By Dylan Rebstock – Some worry that U.S. military dependency on satellites for communication, navigation, intelligence, targeting and other purposes could lead to a “space Pearl Harbor.” In this scenario, China or another country not nearly as invested in the military uses of space might carry out an attack in this domain. These concerns have grown after a test by the People’s Liberation Army (PLA) in 2007 demonstrated a successful capability to target and destroy a satellite, and have been reinforced by subsequent Chinese tests, ostensibly for ballistic missile defense and proximity operations, that could have anti-satellite applications. Because China has less to lose in space – or so this argument goes – Beijing might carry out crippling anti-satellite attacks, leaving the Pentagon unable to respond in kind. Even if the Pentagon were able to respond, China would not be similarly disadvantaged by American counterattacks in space.
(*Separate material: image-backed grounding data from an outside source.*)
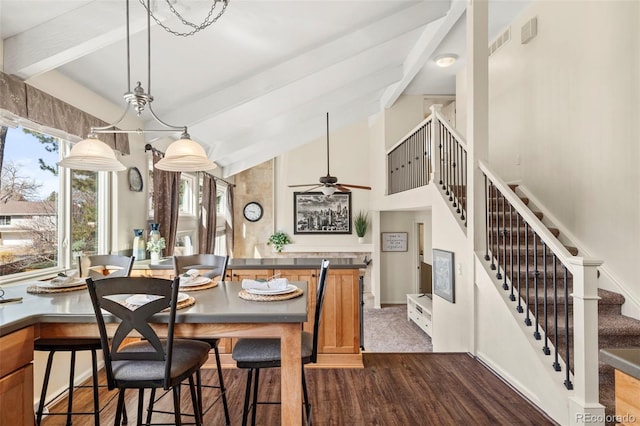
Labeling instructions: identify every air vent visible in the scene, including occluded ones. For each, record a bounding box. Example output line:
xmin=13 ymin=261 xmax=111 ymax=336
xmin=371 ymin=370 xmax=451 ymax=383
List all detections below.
xmin=489 ymin=27 xmax=511 ymax=56
xmin=521 ymin=17 xmax=538 ymax=44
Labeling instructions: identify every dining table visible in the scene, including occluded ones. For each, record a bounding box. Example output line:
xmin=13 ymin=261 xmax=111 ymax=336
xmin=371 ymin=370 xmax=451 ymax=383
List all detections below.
xmin=0 ymin=279 xmax=308 ymax=425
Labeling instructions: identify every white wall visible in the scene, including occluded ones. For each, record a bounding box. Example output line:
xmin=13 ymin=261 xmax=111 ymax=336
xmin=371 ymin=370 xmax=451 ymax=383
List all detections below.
xmin=487 ymin=1 xmax=640 ymax=306
xmin=380 ymin=211 xmax=416 ymax=303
This worst-case scenario is becoming more implausible every year – not because of U.S. anti-satellite tests, but because of China’s ambitious and rapid military modernization programs that increase the PLA’s reliance on space.
As David Gompert and Phillip Saunders have noted in “The Paradox of Power: Sino-American Strategic Restraint in an Age of Vulnerability,” Beijing has already invested over $10 billion in current, operational space assets – about one-sixth of U.S. spending – a roughly proportional amount to the United States, given disparities in gross domestic product (GDP). Chinese dependency on space is growing at a faster rate than its GDP. China is planning to launch 10 satellites per year, compared with an average of 17 U.S. launches.
Consequently, the PLA’s apparent interest in anti-satellite capabilities coincides with its growing dependence on satellites to carry out military operations.
At first glance, the divide in space dependency is immense. The United States operates at least 446 active satellites, including approximately 130 that directly support military operations, far more than any other nation. However, a direct comparison might not be the most accurate method for determining if a nation has crossed the threshold of space dependency.